Mas pude perceber com clareza a imobilidade política para com a EaD no governo. Nem MEC, nem sindicatos e associações parecem querer soluções. As contradições que percebi, através do twitter entre representantes da ANATED, mostram em parte esta situação.
A existência de inúmeras experiências de sucesso e crescente número de trabalhos acadêmicos dos grupos de pesquisa das IES ainda me parecem muito dissociadas. Seria preciso criar instrumentos de compartilhamento aproveitando a expertise destes grupos de pesquisa (Uma “ricesu” dos grupos de pesquisa em ead)
Além de bater na tecla do professor é tutor!
[]s
Professor João,
sou professor da UFPB Virtual na área de Letras, estava hoje presente no evento e em sua fala na sala 2, não me manifestei por de alguma forma toda a discussão, principalmente, em relação a disputa com a ANATED. De qualquer maneira foi bem produtivo pra mim e gostaria de fazer alguns breves comentários.

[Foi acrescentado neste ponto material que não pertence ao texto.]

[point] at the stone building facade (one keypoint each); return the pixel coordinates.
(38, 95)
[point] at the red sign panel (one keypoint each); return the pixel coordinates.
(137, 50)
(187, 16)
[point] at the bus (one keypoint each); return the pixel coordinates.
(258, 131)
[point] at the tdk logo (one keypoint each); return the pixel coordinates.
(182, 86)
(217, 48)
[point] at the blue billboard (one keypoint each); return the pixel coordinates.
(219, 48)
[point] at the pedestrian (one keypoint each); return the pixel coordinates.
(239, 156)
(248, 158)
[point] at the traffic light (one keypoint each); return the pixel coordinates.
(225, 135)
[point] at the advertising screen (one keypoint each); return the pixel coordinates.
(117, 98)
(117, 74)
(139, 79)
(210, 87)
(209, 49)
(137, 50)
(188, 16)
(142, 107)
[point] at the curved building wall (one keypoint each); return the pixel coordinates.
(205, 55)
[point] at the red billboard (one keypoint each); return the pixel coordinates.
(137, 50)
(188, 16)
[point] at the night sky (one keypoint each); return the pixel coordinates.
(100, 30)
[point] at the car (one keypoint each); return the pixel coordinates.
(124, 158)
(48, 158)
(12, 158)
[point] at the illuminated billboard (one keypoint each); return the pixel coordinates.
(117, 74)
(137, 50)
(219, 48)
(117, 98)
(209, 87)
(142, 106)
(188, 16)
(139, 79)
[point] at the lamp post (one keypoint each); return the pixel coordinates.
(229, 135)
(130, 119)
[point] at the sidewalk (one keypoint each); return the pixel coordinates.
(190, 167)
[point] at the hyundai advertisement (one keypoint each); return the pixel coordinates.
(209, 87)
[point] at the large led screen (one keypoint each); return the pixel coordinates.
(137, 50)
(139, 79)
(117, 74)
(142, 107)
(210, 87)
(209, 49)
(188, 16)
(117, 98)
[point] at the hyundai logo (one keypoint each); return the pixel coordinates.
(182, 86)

Acho que sim os tutores são professores, e concordo de que o argumento de uma possível incompetência dos tutores justificaria que não sejam igualados a professores, em minha experiência tenho visto muitas vezes tutores mais interessados e atuantes de forma competente na EAD do que alguns professores inclusive, pois se o tutor na UAB tende a ser transitório e por isso se acomodam com a não equiparação, há professores (obviamente não generalizando) que fazem da EAD um bico e muitas vezes não se envolvem e não buscam capacitação para a atuação nesse “novo” ambiente pedagógico e de docência.
Em relação, ao que foi mencionado pelas tutoras de pedagogia da EAD, realmente é interessante que sejam chamadas de professoras mediadoras, mas de que adianta essa equiparação em termos de nomenclatura se continuam não equiparadas nas condições de trabalho e de remuneração.
Por último, em relação ao embate com a ANATED, no meu ponto de vista o que deve estar em jogo é a função do profissional e não a formação do profissional, nesse ponto de vista sua proposta faz todo o sentido, pois independente de ser chamado de professor ou tutor e independente ter o curso de licenciatura ou não como no caso citado de juízes que dão aula, de qualquer maneira a função profissional exercida é de professor.
Agora, será que para sair desse impasse, já que existe concretamente a figura e as atribuições de tutores em vários modelos de EAD e já que temos associações de professores, mas já temos a associação de tutores também, se houver concordância de que o tutor cumpre sim sempre a função de professor, mesmo que a associação seja de “tutor” será que não se poderia andar junto em vez de separado, associações de professor ou de tutor estariam representando os mesmos profissionais, assim como metalúrgico abrange vários profissionais que cumprem funções similares.
Desculpa se fui raso em minhas colocações, mas se fui é fruto da inexperiência com o tema.
Abraços
Oi Márcio, muito bons seus comentários. É importante que haja programas de formação de professores, não só virtuais. Quanto ao “embate”, este não é nosso objetivo nem será no documento de amanhã – o movimento é pelo reconhecimento do tutor como professor. Como você disse, quanto mais associações e profissionais estiverem engajados nessa campanha, melhor para todos nós.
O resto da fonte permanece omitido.